Drugs that purport psychopharmacological enhancement do not do what their name states: they may change certain psychological factors but there is no drug that will make you smarter. This would be to eat from the tree of knowledge.
However drugs may be able to let you do things that you were unable previously, but this is nothing mysterious. If you do not breath enough oxygen, you will not be able to run. You get enough oxygen, you will be able to do more things. Now is oxygen a performance enhancing drug? It depends: the World Anti-Doping Agency recently ruled on oxygen tents (tents that vary the amount of oxygen inside) because using these tents can affect red blood cell counts. This example illustrates two things: that there is nothing inherently special about any particular chemical, be it oxygen or a newfangled drug, and secondly, that drugs only affect intermediary situations, not the final outcome.
The first point is that there is no moral dimension associated with the chemicals themselves. If it is possible to use the most fundamental of chemicals required for our survival in a way that could be seen as inappropriate, then any other chemical could be equally accused. If any chemical can be equally accused, then there is nothing unique about any individual chemical that makes its use morally wrong.
The second point is that drugs only have a specific range of effects. In the above example, the oxygen tents affect red blood cell count. An increased red blood cell count can be used to boost endurance, but this benefit will only appear under certain situations. The tents themselves do not increase endurance: they merely increase red blood cells. If a different drug was consumed to weaken the muscles, then the two ‘drugs’ would counteract each other and there would be no change in ability. Therefore it is not a drug that gives people an ability, such as endurance, but a drug may change how an ability is expressed.

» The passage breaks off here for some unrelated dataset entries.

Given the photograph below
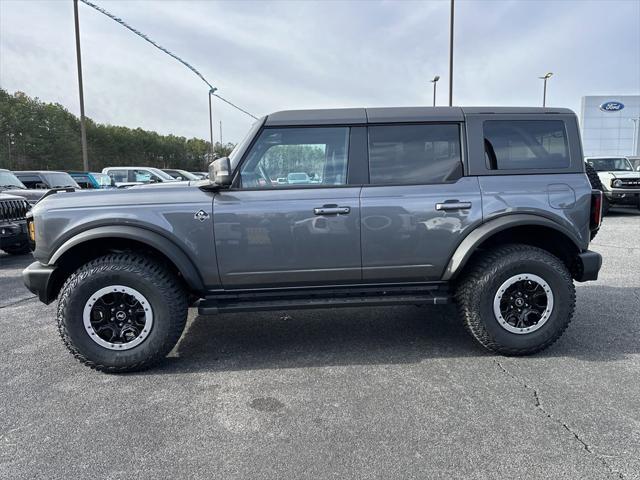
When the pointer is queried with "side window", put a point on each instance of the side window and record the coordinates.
(31, 181)
(142, 176)
(525, 144)
(118, 175)
(414, 154)
(83, 181)
(312, 156)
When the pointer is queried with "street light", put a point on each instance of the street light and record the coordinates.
(434, 81)
(451, 53)
(634, 147)
(544, 89)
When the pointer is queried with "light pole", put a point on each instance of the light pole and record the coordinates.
(434, 81)
(83, 130)
(634, 148)
(544, 88)
(450, 55)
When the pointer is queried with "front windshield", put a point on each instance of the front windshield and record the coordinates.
(610, 164)
(9, 180)
(164, 176)
(103, 179)
(188, 175)
(60, 179)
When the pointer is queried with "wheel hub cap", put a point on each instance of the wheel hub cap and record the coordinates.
(117, 317)
(523, 303)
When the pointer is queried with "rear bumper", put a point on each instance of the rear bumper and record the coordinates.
(588, 265)
(38, 279)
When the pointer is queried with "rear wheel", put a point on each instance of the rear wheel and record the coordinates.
(516, 299)
(121, 312)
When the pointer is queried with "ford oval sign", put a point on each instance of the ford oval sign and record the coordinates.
(611, 106)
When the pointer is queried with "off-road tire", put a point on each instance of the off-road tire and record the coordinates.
(164, 291)
(17, 249)
(480, 282)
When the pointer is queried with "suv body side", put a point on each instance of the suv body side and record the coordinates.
(291, 236)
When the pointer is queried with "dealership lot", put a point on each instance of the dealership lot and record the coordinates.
(364, 393)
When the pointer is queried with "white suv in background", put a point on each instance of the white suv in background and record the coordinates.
(129, 176)
(620, 182)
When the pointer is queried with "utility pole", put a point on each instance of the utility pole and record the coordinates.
(544, 88)
(434, 81)
(451, 55)
(636, 140)
(83, 130)
(210, 124)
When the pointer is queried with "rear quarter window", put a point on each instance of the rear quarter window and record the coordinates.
(525, 144)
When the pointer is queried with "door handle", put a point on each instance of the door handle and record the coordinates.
(331, 210)
(453, 206)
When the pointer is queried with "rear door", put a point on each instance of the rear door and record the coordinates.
(418, 205)
(292, 218)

The question is (and always was), “What do you want?” Since drugs have no moral dimension nor imbue the user with unknown (super-human) ability, the only issue is of fair play. Fair play in terms of other people and with your own goals. If you want to be able to lift heavy things, then you can use a machine, you can use drugs or you can work hard. Using a machine or drugs is to use someone else’s technology to assist whatever ability you have. If you use discipline to achieve the same results, then the technology that is being used is your own. Therefore if you are trying to play fair with others, then you have to ensure everyone has access to the same technology, be it machine or drug. If you are trying to achieve something yourself, then only you know whether or not using drugs makes a difference.
As we learn what is safe(r), we are going to have a fun future. Nothing changes our natural born ability or the hard work we have put in, but that has never stopped us from trying. Better drugs are on the way and this means options will be open to us that weren’t possible in the past. Good luck, be safe, have fun.